Подслушанный разговор меня словно загипнотизировал, я думал только о том, что совсем рядом эти женщины, к которым я мог сразу броситься, как бросился бы к своей матери, появись она тут…
И хорошо, что потрясение, которое я испытал, не повело к опасному шагу, что я имел время как-то подготовиться, — к чему? Я сам не знал. Я ведь даже их не видел. А только слышал эту ругательную фразу на милом уху языке, который мне всегда нравился, и спокойное, произнесенное другим, низким голосом: «Мовчи», — это как будто относилось и ко мне…
А где они бывают в «перекур»? Не загоняют же их каждый раз в зону? Когда я в конце концов обнаружил их позади склада, сидящими на пустых мешках, постеленных на земле, я так разволновался, что выглядел, наверное, еще более растерянным, чем они. Их было только двое, — потом я узнал, что остальные работали на других складах: их боялись отпускать большими группами.
Обе оказались молодыми, очень истощенными, и я вспомнил рассказ Лени о «других поездах». Но было видно, что совсем недавно это были здоровые и, кажется, смешливые колхозные девчата, им и в страшном сне не виделось попасть в фашистское рабство.
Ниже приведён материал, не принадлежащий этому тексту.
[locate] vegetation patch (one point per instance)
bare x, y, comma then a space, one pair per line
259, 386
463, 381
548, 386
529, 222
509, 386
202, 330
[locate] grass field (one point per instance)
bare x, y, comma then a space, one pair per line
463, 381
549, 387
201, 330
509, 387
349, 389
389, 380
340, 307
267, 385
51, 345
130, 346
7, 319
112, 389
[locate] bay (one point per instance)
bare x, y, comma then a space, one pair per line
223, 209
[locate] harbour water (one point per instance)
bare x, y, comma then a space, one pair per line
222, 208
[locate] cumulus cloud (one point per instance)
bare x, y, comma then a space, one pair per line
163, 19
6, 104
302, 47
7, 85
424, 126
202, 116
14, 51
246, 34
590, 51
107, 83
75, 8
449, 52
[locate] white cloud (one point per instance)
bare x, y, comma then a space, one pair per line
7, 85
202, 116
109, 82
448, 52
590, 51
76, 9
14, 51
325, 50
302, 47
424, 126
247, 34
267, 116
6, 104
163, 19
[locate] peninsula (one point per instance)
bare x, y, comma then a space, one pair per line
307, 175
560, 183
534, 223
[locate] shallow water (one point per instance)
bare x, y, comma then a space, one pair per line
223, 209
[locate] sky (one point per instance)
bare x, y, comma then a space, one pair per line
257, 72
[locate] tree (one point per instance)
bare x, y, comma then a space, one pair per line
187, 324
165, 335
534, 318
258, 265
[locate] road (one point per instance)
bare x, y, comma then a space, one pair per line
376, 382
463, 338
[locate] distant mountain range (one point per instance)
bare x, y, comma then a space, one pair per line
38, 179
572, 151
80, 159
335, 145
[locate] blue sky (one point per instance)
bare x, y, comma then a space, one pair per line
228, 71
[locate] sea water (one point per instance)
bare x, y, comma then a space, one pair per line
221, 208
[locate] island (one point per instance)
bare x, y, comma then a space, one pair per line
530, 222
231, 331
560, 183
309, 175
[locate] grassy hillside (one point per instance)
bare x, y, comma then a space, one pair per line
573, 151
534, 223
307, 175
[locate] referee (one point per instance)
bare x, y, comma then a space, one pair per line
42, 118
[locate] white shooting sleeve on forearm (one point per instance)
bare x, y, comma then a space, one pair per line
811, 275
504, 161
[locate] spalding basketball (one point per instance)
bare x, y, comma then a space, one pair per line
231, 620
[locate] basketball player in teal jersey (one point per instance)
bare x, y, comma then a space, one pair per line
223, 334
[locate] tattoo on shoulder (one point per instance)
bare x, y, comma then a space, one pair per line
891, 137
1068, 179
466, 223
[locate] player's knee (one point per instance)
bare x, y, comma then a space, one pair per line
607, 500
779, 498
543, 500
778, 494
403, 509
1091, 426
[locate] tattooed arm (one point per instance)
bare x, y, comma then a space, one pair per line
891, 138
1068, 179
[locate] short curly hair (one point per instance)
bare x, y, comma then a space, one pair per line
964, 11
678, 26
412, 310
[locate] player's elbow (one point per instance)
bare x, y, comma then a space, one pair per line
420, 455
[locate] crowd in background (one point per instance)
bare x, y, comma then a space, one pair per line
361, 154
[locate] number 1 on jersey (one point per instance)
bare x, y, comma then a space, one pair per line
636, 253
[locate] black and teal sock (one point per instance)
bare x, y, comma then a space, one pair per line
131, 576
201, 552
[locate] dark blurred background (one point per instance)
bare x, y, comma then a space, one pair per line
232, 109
От этой мысли меня пронзила такая боль, что я забыл обо всем… О том, что нельзя было мне забыть ни на минуту.
Я только сразу, одним взглядом ухватил, что одна из девушек, та, что поменьше, повязанная рваным серым платком, держит в руках окурок, из которого она, видно, пыталась добыть остатки табаку.
Выхватив из кармана пачку сигарет, я порывистым жестом протянул ее. Пачка была надорвана, одна сигарета выпала, и девушка с окурком жадно посмотрела именно на ту, упавшую на мокрую грязную землю, — отвернувшись от меня и моей руки, протянутой к ней…
И ведь я заранее решил, да иначе и не могло быть, что не обращусь к ним по-русски, но тут же забыл об этом и, все еще протягивая свою пачку, сказал каким-то сдавленным голосом, показавшимся чужим мне самому, — я так давно не говорил и даже не думал по-русски: «Бери, бери…»
«Ой!» — совсем тихо уронила девушка и уже не смотрела ни на меня, ни на упавшую в грязь сигарету, а только на свою подругу, как бы спрашивая ее: «Что же это такое?»
И опять-таки в одно мгновение я разгадал ход их мыслей: на мне не было знака «ОСТ», да и вообще видно было, что я «вольный» и, безусловно, немец. Между тем слово «бери» я произнес чисто, без характерной картавости, но и без «роллендес „р“», которое слышится в военных командах и на сцене. Было от чего им растеряться!
Сообразив это, я уже молча вложил в руку маленькой девушки пачку и отошел, потому что просто не мог больше…
Мне казалось, что я не рассмотрел их, но весь остаток дня я очень ясно видел перед собой обеих: одну, маленькую, с изжелта-бледным, но все еще округлым лицом, глаза на нем очень выделялись, черные, влажные, какие часто бывают у украинских женщин, верхняя губа неправильная, словно бы прикушенная с одной стороны, но это не портило общего впечатления миловидности и юности, — ей было лет семнадцать; вторая, постарше, показалась мне красавицей, несмотря на то что тоже выглядела истощенной. Волосы прямыми светлыми прядями выбивались из-под платка, в голубых глазах высматривалась настороженность.
Мне было бы легче, если бы они сказали что-нибудь мне вослед, как-нибудь выразили свое отношение ко мне. Или догадку. Но они молчали, и я чувствовал спиной их тяжелый враждебный взгляд.